Carl Gershman has been the President of the National Endowment for Democracy since it was founded in 1984 as a 3rd-party organization to distance the U.S. government from funding political parties and groups and organizing regime-change operations. His entire career has been in and around CIA-connected entities, including the Social Democrats, USA

Full article: Rated 4/5 National Endowment for Democracy


It would be terrible for democratic groups around the world to be seen as subsidized by the CIA. We saw that in the Sixties, and that’s why it has been discontinued.

Early life

On July 20, 1943, Carl Gershman was born in New York City. In 1961, he graduated from Horace Mann School of Riverdale in The Bronx.[1][2] As an undergraduate at Yale University, he was active in the Yale Civil Rights Council,[2] and volunteered in Mississippi and Alabama.[3] In 1965 he graduated from Yale, with a Bachelor of Arts degree,[1][2] and upon graduation was inducted into the honorary society Phi Beta Kappa.[4][2] From 1965 to 1967, he served in Pittsburgh, Pennsylvania with Volunteers in Service to America,[4][2] which was a domestic version of the Peace Corps.[5] In 1968 he graduated with a Master of Education from the Harvard Graduate School of Education.[1][2]

Career

Early years

In 1968, he worked in the research department of B'nai B'rith.[2] From 1969 to 1971, he was Research Director at the A. Philip Randolph Institute, where he assisted its director, Bayard Rustin.[2]

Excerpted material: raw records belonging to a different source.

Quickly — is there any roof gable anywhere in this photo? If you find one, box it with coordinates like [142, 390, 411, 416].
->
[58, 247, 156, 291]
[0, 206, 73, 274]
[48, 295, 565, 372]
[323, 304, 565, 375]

From 1969 to 1974, Gershman successively served as Director of Research, Co-Chairman, and Executive Director of the Youth Committee for Peace in the Middle East,[4] and edited its magazine Crossroads.[2]

In 1972 he served on the Governing Council of the American Jewish Committee.[2]

Gershman served on the Editorial Board of Dissent Magazine.[2]

American social democracy: YPSL and SDUSA (1974-1980)

Full articles: Social Democrats, USA

In a 2006 interview with the Australian Broadcasting Corporation, Gershman said, "I have to confess that, in my early youth, I was a kind of a social democrat of sorts; I'm now really a democrat; I'm non-partisan."[3] From 1970–1974, Carl Gershman was a national leader of the Young People‍‍ '​‍s Socialist League (YPSL), the youth section of the Socialist Party of America; he served as Vice Chairman, Co-Chairman, and then Chairman of YPSL.[4][2][6] Acting as YPSL's Vice Chairman at its 1972 December Conference, he wrote a thirteen-page, singly spaced, international-affairs document which called for the Cuba's Castro regime to stop funding guerrilla movements and also for its "loosening the bonds" of repression; it was approved and an alternative document calling for the United States to recognize Cuba's government was defeated.[6] YPSL criticized the "New Politics" led by George McGovern,[7] which had lost 49 of 50 states to Richard Nixon in the 1972 election.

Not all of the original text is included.